First, randomly crop the generated panorama images into 512x512 images for evaluation. (NOTE: Tested on 512x3017 (1:6) panorama images.)
$ crop_panorama.py \
--num_crop 1 \ # Num. of crops from per panorama
--data_dir $PANO_DIR \ # Directory of generated panoramas
--save_dir $IMAGE_DIR # Directory for cropped images
Compute the Intra LPIPS with the original panorama images in $PANO_DIR.

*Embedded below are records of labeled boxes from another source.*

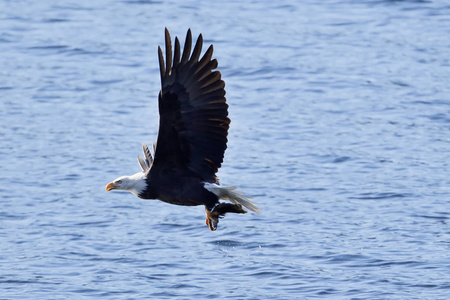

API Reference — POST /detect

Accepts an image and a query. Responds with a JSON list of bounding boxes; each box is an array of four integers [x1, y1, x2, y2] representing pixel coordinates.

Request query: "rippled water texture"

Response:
[[0, 0, 450, 299]]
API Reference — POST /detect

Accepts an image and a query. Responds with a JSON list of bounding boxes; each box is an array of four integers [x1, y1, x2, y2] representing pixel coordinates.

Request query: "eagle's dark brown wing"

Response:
[[150, 28, 230, 182]]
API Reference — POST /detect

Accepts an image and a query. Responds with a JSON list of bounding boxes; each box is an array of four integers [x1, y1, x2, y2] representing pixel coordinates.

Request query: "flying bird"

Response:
[[106, 28, 260, 231]]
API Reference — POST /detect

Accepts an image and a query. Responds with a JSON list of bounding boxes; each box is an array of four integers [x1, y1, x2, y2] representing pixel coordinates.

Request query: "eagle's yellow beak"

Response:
[[106, 182, 116, 192]]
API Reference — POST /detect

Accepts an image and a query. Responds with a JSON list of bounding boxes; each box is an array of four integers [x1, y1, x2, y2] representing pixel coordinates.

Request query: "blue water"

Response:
[[0, 0, 450, 299]]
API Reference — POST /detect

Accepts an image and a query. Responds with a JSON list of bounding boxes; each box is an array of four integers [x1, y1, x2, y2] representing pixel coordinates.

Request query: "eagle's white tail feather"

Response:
[[205, 183, 261, 214]]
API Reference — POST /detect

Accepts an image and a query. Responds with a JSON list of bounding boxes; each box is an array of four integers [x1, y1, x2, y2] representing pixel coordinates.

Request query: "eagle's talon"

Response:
[[205, 207, 219, 231]]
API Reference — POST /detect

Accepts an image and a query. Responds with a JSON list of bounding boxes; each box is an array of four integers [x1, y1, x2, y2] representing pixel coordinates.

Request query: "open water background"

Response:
[[0, 0, 450, 299]]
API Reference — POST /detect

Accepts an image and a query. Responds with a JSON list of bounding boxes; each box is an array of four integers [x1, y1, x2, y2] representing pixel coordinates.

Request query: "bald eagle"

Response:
[[106, 28, 260, 231]]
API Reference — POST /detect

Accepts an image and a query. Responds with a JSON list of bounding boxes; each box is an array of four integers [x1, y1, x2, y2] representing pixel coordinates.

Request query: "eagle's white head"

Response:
[[106, 172, 147, 196]]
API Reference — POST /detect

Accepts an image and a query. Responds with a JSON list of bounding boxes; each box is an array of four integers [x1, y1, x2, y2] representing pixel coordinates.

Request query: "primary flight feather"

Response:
[[106, 28, 260, 230]]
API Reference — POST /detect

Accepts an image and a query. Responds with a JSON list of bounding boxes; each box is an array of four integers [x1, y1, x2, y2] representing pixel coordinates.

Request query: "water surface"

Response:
[[0, 0, 450, 299]]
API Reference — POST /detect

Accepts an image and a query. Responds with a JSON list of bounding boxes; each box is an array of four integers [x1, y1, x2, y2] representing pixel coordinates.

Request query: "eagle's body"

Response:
[[106, 29, 259, 230]]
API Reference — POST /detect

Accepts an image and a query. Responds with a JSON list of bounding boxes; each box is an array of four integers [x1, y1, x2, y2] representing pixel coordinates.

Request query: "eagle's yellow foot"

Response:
[[205, 207, 219, 231]]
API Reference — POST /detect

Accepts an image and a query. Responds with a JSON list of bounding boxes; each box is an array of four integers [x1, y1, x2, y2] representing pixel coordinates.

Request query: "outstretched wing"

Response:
[[151, 28, 230, 182]]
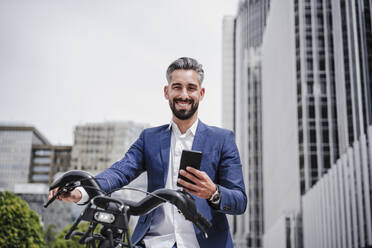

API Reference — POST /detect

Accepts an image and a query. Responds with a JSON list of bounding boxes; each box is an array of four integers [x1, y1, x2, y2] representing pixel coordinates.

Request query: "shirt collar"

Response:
[[168, 119, 199, 136]]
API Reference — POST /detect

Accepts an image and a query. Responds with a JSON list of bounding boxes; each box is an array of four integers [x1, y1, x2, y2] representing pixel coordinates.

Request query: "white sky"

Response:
[[0, 0, 238, 144]]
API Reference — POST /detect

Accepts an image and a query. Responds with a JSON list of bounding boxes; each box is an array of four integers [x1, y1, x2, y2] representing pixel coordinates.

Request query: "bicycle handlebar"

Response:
[[44, 170, 212, 244]]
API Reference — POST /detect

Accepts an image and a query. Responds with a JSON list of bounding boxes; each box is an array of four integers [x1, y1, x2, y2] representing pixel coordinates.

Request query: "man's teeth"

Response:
[[177, 102, 189, 107]]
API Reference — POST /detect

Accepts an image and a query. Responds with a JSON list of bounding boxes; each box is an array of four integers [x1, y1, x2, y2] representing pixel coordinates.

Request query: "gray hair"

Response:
[[166, 57, 204, 85]]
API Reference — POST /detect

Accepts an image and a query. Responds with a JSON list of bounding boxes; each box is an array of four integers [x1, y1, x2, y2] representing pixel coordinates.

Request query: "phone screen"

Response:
[[177, 150, 202, 187]]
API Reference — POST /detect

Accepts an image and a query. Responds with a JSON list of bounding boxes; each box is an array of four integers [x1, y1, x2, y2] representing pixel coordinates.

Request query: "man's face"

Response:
[[164, 70, 205, 120]]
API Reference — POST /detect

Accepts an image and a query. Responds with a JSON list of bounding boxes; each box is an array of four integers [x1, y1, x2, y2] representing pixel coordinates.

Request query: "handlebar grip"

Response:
[[196, 213, 212, 230], [44, 194, 59, 208]]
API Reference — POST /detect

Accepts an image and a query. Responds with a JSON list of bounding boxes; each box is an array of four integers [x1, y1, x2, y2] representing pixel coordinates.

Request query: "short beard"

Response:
[[169, 99, 199, 120]]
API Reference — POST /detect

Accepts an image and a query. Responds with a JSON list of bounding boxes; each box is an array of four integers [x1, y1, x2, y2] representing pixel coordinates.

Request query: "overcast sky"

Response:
[[0, 0, 238, 144]]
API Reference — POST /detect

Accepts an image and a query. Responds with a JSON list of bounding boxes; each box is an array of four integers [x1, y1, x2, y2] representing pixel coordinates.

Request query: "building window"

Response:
[[306, 59, 313, 71]]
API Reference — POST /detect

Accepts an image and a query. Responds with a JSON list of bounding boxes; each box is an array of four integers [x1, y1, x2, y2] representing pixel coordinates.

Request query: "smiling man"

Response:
[[49, 57, 247, 248]]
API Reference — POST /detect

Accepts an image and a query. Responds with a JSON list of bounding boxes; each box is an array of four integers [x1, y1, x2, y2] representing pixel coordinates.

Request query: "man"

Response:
[[49, 57, 247, 248]]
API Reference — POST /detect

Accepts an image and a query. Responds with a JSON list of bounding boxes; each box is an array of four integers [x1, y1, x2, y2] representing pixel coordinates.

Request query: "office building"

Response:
[[222, 0, 270, 247], [222, 16, 235, 130], [262, 0, 372, 247], [71, 121, 148, 175], [302, 126, 372, 248], [0, 125, 50, 191], [28, 145, 72, 184]]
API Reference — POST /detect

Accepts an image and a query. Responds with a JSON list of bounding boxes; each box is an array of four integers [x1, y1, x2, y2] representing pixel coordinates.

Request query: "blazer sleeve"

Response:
[[95, 131, 145, 192], [217, 131, 247, 215]]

$ python eval_intra_lpips.py \
--data_dir $IMAGE_DIR \ # Directory of panorama images
--save_path ./intra_lpips.txt \
--stride 512
Install torchmetrics by
$ pip install torchmetrics
Compute the CLIP score with the cropped images in $IMAGE_DIR.
$ python eval_clip_score.py \
--data_dir $IMAGE_DIR \ # Directory of cropped images
--save_path ./clip_score.txt \
--prompt $TEXT_PROMPT
Intra-Style-L is measured based on this codebase originally from Gatys et al..
$ eval_style_loss.py \
--data_dir $PANO_DIR \ # Directory of panorama images
--save_path ./intra_style_loss.txt \
--stride 512
FID, KID are measured with the clean-fid library. For details, visit https://github.com/GaParmar/clean-fid.
pip install clean-fid
The refence images are generated with the same version of Stable Diffusion v2.0-base.
Mean-GIQA is measured based on the official GIQA code. We use the KNN-GIQA with K=8. The GIQA score of each cropped image in $IMAGE_DIR is computed and is averaged to obtain the Mean-GIQA of the generated images.